No, that's overstating it. The sole purpose of Rendezvous is service discovery. That's it. It's independent of network configuration. It works with or without DHCP, DNS, or any other network stuff. As long as you've got an IP address, Rendezvous does its thing.
This is really the beauty of it, because it can determine what configuration is necessary and do whatever needed to get the computers networked, all transparently!
No, no, NO! That's not Rendezvous, that's DHCP. Rendezvous is ONLY for service discovery. Rendezvous doesn't set your IP address or your routing table or your hostname resolution parameters. It doesn't do any of those things. All it does is facilitate service announcement and discovery for your applications.
Back in 01 they had one that could do like 3,500 pixels.
It had a lot more than that. And yes, it was very nice. I saw it at Supercomputing 2000, I think. Or 2001. Can't remember now.
The problem with it is that the was 200 dpi. That meant it was all but useless for typical computer work.
No, the Apple display is new, because it's 30" diagonal at 100 dpi.
The IBM "Big Bertha" display is 22" diagonal at 200 dpi, making it great for things like medical imaging but all but useless for traditional application work.
Apple's display is cool because it's got more glass and more pixels but the pixels are almost exactly the same size, meaning that your UI elements like the menu bar and the mouse pointer are going to be almost exactly the same size when you're working on the new monster display.
As I understand it, resource forks are now a legacy feature of Mac OS 9.

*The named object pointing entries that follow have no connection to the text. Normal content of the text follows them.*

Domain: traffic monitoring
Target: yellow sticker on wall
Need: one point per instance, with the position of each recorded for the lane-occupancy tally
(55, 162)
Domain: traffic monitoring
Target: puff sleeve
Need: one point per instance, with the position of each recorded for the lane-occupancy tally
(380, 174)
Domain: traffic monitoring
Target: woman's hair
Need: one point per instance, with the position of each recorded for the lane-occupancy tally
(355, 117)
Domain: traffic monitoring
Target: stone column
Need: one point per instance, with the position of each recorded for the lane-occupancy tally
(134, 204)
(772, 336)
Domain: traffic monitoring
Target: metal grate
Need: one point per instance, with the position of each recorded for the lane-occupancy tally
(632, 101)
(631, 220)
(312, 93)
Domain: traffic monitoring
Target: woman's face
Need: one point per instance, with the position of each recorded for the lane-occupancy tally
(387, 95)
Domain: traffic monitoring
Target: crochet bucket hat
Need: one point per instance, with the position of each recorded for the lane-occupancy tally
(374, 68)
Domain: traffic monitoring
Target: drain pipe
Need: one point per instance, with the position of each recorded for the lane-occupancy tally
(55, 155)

Deprecated, but fully supported.
Can't we finally retire this non-feature that was a clever idea if anybody else was going to support it, but a horrible impediment to cross-platform compatibility?
Nope. You're just going to have to learn to deal.
Imagine trying to work at theater resolution (>2,000 pixels...)
Funny you should bring that up.
When you scan 35 mm film to work on it digitally, you typically do it at 2K resolution, which results in an image that's 2,048 by 1,556 pixels.
How big is the new screen, boys and girls? That's right. 2,560 by 1,600.
In other words, it's big enough for you to work in 2K with plenty of room on top for the menu bar and on the side for UI elements.
There are lots of third-party backup solutions out there for backing up an OS X Server, but none I completely trust to do a bare-metal restore and give me a bootable system.
Use Apple Software Restore. It's what Apple uses in-house. It's available on both OS X client and server, and it comes in both GUI and command-line flavors.
No, it would be OS X 11.0. The name is OS X, or Mac OS X. It's pronounced "Oh Ess Ten" or "Mac Oh Ess Ten."
The version number is separate.
If and when they get to the point where it's time to go up a whole number, it'll be Mac OS X 11.0.
I say "if" because it's not a sure thing. SGI has their UNIX operating system, IRIX. They ship a new feature release every quarter, which is basically like the difference between 10.2 and 10.3 only less so. The version number of IRIX is 6.5.x, where the x is the number of the feature release. They're up to 6.5.22 or so now with no plans to ever produce another major release of IRIX.
Nothing's stopping Apple from doing the same thing: 10.1, 10.2, 10.3, 10.4, 10.5... 10.9, 10.10, 10.11... 10.20, 10.21, 10.22. Whatever.